CONCLUSION: These results suggest that MeOH extract of C. cainito leaves has an immunosuppressive effect on murine MΦs, without effects on cell viability. GC-MS chromatogram analysis of MeOH extract showed that lupeol acetate and alpha-amyrin acetate are the principal compounds.

Introduction

Macrophages (MΦs) are widely recognized as the major components of the inflammatory and immunological reactions typically seen in several chronic diseases, including rheumatoid arthritis, atherosclerosis and diabetes (Oishi and Manabe, 2016). During an inflammatory response, MΦs have three principal roles: phagocytosis, antigen-presentation and immunomodulation through release of pro-inflammatory cytokines like tumor necrosis factor a (TNF-α), interleukin 6 (IL-6), interleukin 1f3 (IL-1f3), and several inflammatory mediators like nitric oxide (NO) (MacMicking et al., 1997; Fujiwara & Kobayashi, 2005; Stow et al., 2009). Therefore, MΦs play a crucial role in the initiation, maintenance and resolution of inflammatory processes (Wynn et al., 2013). The inhibition of phagocytosis and the release of pro- inflammatory mediators are a potential strategy to control inflammation (Underhill and Ozinsky, 2002). From ancient times, Mayan traditional medicine in Mexico has relied largely on the use of plants (Gubler, 2010), including Chrysophyllum cainito (Sapotaceae), commonly known as caimito or star apple. The fruit is used in treating hemorrhage or is cooked and used for fever (Orwa et al., 2009; Parker et al., 2010). The infusion of the leaves has been used to treat diabetes mellitus and articular rheumatism (Das et al., 2010). Some studies has determined the biological activity of C. cainito. N’guessan et al. (2009) determined that the aqueous extract of C. cainito leaves produces a hypoglycaemic effect in rabbits, mainly through alkaloids, sterols or triterpenes identified in the plant. In an acute oral toxicity study in rats, Shailajan and Gurjar (2014). demonstrated that the aqueous and ethanolic (EtOH) extract of C. cainito leaves did not have toxic effects. Finally, Meira et al. (2014) verified that the methanolic (MeOH) crude extract, fractions and two triterpenes obtained from the C. cainito leaves possess important anti-hypersensitive properties against inflammatory pain in mice. Actually, few studies have showed the pharmacological properties of C. cainito, including on the immune system. Therefore, this study was designed to evaluate the immunomodulatory activity of the MeOH extract from C. cainito leaves on the phagocytic activity and pro-inflammatory mediators release in LPS- activated MΦs.

Materials and Methods

Materials

Dimethyl Sulfoxide (DMSO), 3-(4,5-dimetylthiazol-yl)-diphenyl tetrazolium bromide (MTT), Lipopolysaccharides from Escherichia coli (LPS E. coli 0111:B4), Trypan-blue Dye, Cisplatin (CDDP), Propidium Iodide (PI), Sodium Nitrite (NaNO2), Griess reagent, Dextrose, Phenol red and Type I Horse Radish Peroxidase (HRP) were purchased from Sigma Aldrich (St. Louis, MO, USA). Dulbecco’s Modified Eagle’s Medium (DMEM), Fetal Bovine Serum (FBS) and Penicillin-Streptomycin were purchased from Gibco-BRL (Invitrogen-Gibco-BRL, Grand Island, NY, USA.). ELISA assay kits for measuring mouse TNF-α and IL-6 were obtained from Peprotech (London, UK).

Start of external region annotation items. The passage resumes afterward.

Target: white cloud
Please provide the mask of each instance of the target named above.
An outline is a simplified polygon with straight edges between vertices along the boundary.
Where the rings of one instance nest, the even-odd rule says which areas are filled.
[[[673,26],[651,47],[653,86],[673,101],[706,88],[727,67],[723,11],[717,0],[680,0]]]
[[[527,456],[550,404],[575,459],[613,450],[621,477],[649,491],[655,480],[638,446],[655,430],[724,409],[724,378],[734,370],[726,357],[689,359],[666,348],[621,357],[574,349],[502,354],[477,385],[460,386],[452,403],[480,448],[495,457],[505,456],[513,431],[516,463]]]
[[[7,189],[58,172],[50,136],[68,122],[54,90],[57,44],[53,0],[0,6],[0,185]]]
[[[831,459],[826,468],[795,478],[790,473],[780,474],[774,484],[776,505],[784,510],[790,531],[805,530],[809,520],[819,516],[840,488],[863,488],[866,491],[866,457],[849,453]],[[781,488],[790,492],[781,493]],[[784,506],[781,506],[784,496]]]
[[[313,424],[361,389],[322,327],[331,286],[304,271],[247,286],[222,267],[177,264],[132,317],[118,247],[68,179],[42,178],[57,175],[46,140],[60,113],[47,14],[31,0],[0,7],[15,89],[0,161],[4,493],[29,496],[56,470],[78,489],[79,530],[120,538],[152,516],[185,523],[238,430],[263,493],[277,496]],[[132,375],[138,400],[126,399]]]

Plant material and preparation of extract

C. cainito leaves (collected in October 2013 from Mérida, Yucatán, México) was authenticated by Dr. Salvador Flores Guido of the Facultad de Medicina Veterinaria y Zootecnia, Universidad Autónoma de Yucatán (Voucher number Flores 9573). Dried and powdered leaves of C. cainito (80 g) were treated with MeOH at room temperature for approximately one week. The extract was filtered and the solvent was then evaporated under reduced pressure to give MeOH crude extract. The extract was diluted in DMEM media and filtered through 0.45 μm nylon filters prior to bioassays or chromatographic analysis.

Animals

Male Balb/c mice (20 ± 5 g) were obtained from Centro de Investigaciones Regionales “Dr.Hideyo Noguchi” of the Universidad Autónoma de Yucatán and maintained under standard laboratory conditions: pathogen- and stress-free environment, temperature of 22 ± 2°C, 12 h light/dark cycle, special food and purified water ad libitum. The animals were maintained in accordance with the principles and guidelines of National Institutes of Health (NIH) Guide for Treatment and Care for Laboratory Animals and by Mexican Official Norm for Animal Care and Handing (NOM-062-ZOO-1999).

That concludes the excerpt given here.